The Battle of the Century
Wednesday, 20 June 2007
 The Battle of the Century
 By Israel Teitelbaum

The present method of funding education requires yeshiva parents to pay hefty taxes in support of local public schools before paying tuition for their own children. This inequitable system, which places a crushing burden on yeshiva parents, is a direct result of our being on the losing side of a political war in which we have hardly been engaged. If we are ever to correct this discriminatory practice, we need to engage the teachers unions on February 14 in Albany, New York.

A recent ABC News report by John Stossel on “20/20” entitled “Stupid in America”, demonstrated how this non-competitive funding system is adversely affecting public school children as well. Yet, the unions oppose any changes that will help parents in private, religious or even public schools.

The unions dominate our country's educational system, where 90 percent of America's children are educated. When their monopolistic control is challenged, they spend hundreds of millions of dollars to convince the public that any money spent to help parents pay for education will eventually destroy the educational system, despite overwhelming evidence to the contrary.

The teachers unions annual budgets exceed $600 million, a great portion of which funds political campaigns at all levels of government across the country. These monies deliver all the votes needed to thwart most legislation designed to help parents. Furthermore, the unions have a standing army of political activists, comprised of over 3,100,000 members and their families, who steadfastly defend their turf in every American voting district, including yours and mine.

Additionally, a recent Wall Street Journal article reported that the National Education Association, the country's largest teachers union, gave away more than $65 million last year to a host of leftist organizations, such as Jesse Jackson's Rainbow PUSH Coalition and People for the American Way. They in turn support the unions in their opposition to parents.

If this were not enough, the left-leaning mass media are willing accomplices, joining ranks with the unions when ever the need arises. The major media outlets are, of course, the recipients of countless millions of dollars in union advertising.

This is why it will take a major confrontation to achieve any help for parents, much like the Civil Rights marches of the early 1960's, which led to the Civil Rights Act of 1964.

For the people of New York State, there are now two "education tax credit" bills pending that could serve as a step in this direction. They are designed to help all parents, whether their children attend private, religious, public school, or are home-schooled. Those in public schools would use the assistance for supplemental education not paid by the schools, and home-schoolers would use the funds to pay for educational materials. However, for the reasons described, this legislation has little chance of passage, unless we unite with other segments of society and turn out in full force to support this legislation.

The Sephardic Community Federation has just announced an historic step on the long road to obtaining parental assistance.
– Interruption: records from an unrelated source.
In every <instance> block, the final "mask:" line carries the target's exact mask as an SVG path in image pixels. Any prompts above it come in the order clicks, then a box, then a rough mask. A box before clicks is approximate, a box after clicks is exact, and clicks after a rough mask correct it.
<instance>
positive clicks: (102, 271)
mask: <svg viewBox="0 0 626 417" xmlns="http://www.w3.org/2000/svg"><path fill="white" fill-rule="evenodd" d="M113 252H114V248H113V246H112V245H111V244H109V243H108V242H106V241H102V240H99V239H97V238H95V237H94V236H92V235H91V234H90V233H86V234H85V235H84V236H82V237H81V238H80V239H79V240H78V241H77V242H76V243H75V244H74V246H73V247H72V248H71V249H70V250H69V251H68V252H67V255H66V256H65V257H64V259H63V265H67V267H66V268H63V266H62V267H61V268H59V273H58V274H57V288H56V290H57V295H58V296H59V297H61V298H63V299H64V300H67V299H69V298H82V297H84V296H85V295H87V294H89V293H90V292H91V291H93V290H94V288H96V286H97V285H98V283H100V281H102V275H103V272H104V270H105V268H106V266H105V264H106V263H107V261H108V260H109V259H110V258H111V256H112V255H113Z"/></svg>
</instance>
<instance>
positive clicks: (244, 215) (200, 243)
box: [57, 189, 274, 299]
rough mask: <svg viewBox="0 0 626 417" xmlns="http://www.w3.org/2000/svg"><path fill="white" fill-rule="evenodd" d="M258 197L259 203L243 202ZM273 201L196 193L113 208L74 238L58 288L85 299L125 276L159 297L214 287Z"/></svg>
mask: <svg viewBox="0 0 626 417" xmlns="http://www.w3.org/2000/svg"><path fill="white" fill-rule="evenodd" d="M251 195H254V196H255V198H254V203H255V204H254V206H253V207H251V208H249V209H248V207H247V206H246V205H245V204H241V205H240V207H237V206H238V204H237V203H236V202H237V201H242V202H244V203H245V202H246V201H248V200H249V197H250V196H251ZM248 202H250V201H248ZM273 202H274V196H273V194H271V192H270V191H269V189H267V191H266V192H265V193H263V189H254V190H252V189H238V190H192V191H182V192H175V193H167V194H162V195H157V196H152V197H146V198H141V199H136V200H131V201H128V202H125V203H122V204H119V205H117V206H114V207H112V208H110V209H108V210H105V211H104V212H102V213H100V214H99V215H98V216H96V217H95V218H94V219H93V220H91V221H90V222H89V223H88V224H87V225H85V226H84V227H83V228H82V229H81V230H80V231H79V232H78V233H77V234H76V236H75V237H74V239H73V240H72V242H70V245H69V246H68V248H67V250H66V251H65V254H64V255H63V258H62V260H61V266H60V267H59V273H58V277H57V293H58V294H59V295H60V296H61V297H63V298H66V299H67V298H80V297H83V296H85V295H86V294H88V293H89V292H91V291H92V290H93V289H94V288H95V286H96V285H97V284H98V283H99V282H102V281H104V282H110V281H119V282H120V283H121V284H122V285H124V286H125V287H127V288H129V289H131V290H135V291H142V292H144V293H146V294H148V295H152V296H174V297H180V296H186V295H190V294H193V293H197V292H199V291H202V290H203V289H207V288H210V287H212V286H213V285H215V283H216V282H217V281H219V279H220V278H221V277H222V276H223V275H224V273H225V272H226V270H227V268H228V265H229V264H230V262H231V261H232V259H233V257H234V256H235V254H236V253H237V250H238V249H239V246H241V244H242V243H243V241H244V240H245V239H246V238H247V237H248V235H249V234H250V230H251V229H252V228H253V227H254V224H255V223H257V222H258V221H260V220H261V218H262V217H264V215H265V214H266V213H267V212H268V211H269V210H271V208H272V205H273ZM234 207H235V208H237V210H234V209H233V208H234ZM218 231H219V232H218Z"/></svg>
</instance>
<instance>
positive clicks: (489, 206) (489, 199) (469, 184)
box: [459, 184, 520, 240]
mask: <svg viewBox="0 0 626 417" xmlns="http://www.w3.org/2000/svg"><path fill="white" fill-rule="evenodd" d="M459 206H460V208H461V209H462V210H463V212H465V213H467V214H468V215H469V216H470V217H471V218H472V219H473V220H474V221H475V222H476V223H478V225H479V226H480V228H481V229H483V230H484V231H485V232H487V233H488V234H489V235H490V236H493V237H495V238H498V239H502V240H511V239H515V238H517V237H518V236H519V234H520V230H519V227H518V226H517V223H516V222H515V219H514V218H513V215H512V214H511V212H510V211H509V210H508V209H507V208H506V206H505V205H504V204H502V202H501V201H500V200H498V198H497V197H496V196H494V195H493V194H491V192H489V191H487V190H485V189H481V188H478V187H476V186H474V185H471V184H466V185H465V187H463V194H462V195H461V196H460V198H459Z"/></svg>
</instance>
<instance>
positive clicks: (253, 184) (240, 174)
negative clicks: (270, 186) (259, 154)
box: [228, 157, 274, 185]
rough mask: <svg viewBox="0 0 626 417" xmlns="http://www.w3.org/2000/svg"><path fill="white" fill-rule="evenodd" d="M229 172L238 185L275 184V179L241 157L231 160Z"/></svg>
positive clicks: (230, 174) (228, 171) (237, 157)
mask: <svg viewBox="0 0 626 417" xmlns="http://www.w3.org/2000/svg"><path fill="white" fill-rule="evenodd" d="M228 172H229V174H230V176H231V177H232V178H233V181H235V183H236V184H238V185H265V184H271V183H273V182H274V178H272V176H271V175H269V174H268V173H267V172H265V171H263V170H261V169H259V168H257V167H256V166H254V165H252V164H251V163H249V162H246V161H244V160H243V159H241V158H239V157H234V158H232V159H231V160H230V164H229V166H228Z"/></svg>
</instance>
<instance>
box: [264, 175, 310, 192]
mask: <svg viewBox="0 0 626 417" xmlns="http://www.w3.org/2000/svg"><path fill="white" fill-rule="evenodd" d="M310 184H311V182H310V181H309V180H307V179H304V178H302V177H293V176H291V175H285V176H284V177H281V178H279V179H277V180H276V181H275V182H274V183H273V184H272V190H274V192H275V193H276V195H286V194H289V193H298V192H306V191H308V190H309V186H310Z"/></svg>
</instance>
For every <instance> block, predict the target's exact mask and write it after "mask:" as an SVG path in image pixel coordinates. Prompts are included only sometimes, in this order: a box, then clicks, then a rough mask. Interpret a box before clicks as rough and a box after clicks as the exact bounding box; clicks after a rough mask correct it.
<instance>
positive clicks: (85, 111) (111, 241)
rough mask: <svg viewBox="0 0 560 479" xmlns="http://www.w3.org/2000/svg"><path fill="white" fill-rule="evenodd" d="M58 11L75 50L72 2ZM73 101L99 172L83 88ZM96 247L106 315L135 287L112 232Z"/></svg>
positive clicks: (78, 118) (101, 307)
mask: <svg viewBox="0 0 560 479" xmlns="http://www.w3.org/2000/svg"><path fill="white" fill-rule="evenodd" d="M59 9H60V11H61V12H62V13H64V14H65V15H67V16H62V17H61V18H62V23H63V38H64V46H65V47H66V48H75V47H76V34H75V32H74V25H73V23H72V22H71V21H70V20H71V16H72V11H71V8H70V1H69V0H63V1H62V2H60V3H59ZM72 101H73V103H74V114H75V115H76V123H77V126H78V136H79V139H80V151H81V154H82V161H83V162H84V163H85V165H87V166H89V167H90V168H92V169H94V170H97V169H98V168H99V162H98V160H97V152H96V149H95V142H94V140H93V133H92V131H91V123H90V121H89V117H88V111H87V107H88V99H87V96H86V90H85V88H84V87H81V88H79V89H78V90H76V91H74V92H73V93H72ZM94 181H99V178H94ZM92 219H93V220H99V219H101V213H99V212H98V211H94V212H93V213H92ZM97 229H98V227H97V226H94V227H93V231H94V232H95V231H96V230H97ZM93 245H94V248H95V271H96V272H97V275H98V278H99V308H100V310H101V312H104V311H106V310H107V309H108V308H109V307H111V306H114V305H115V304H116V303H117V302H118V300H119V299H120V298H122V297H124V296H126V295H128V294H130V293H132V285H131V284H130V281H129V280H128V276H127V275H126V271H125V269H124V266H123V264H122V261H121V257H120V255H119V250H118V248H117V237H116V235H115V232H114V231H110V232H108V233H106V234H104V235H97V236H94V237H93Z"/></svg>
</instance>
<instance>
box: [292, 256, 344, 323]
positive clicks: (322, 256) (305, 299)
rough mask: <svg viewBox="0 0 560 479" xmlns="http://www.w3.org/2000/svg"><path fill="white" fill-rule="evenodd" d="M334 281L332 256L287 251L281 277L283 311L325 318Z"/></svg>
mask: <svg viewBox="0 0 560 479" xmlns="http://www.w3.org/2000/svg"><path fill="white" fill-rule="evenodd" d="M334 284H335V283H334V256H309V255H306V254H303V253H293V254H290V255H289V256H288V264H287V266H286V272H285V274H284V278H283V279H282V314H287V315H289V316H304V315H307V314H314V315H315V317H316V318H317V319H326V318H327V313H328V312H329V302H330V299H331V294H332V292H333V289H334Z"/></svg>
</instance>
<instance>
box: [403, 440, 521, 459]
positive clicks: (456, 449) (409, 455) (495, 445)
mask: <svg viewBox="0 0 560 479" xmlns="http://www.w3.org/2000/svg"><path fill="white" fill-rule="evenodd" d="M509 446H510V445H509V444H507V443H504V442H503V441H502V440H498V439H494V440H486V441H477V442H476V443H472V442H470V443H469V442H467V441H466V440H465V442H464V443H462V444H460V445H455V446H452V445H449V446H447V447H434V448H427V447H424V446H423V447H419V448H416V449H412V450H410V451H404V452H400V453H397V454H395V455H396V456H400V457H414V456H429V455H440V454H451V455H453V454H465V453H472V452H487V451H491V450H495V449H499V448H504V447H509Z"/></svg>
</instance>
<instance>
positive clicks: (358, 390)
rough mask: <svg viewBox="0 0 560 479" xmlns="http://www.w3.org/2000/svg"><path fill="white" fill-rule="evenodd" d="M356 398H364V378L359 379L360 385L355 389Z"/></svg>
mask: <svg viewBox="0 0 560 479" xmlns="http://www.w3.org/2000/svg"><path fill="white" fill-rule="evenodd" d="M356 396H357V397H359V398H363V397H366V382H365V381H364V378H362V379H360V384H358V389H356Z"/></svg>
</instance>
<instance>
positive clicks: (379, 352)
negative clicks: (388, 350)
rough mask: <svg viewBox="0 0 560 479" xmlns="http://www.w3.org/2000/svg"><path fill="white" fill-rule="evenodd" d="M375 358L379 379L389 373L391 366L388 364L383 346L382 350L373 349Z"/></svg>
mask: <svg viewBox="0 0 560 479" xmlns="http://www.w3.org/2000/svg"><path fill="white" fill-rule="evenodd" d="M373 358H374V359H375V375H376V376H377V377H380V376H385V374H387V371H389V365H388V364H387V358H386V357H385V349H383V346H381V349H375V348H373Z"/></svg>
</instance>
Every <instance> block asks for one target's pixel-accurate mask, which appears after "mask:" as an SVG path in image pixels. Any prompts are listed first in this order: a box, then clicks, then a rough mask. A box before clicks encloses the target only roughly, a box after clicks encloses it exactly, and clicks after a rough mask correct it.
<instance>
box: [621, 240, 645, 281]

They helped establish a new organization called TEACH NYS, consisting of a cross section of community leaders working together to advocate on behalf of this legislation. TEACH NYS is organizing a mass rally at the State Capital, on Tuesday, February 14, 2006, 12:00 noon, in support of the above mentioned education tax credit legislation.

If we are to succeed in passing this legislation, every able-bodied man, women and child in the tri-state area needs to attend this rally, so that the Battle of the Century may commence.

This is what it will take to compel the media and the legislators to listen to our plea for equal justice, or be forced to justify the unjustifiable. The historic record makes it clear that to reverse decades of injustice, especially when it has such enormous political and financial backing, requires nothing less than a loud and sustained outcry

 Israel Teitelbaum, co-founder of Parents for Free Choice in Education, with President George W. Bush at this year's Chanukah Reception at The White House, where the President spoke of helping yeshivos with educational funding.

The author: Israel Teitelbaum is a co-founder of Parents for Free Choice in Education, a Morristown, NJ based organization founded in November 1998, in the wake of the United States Supreme Court decision to let stand the Wisconsin Supreme Court ruling which approved the school voucher program in Milwaukee.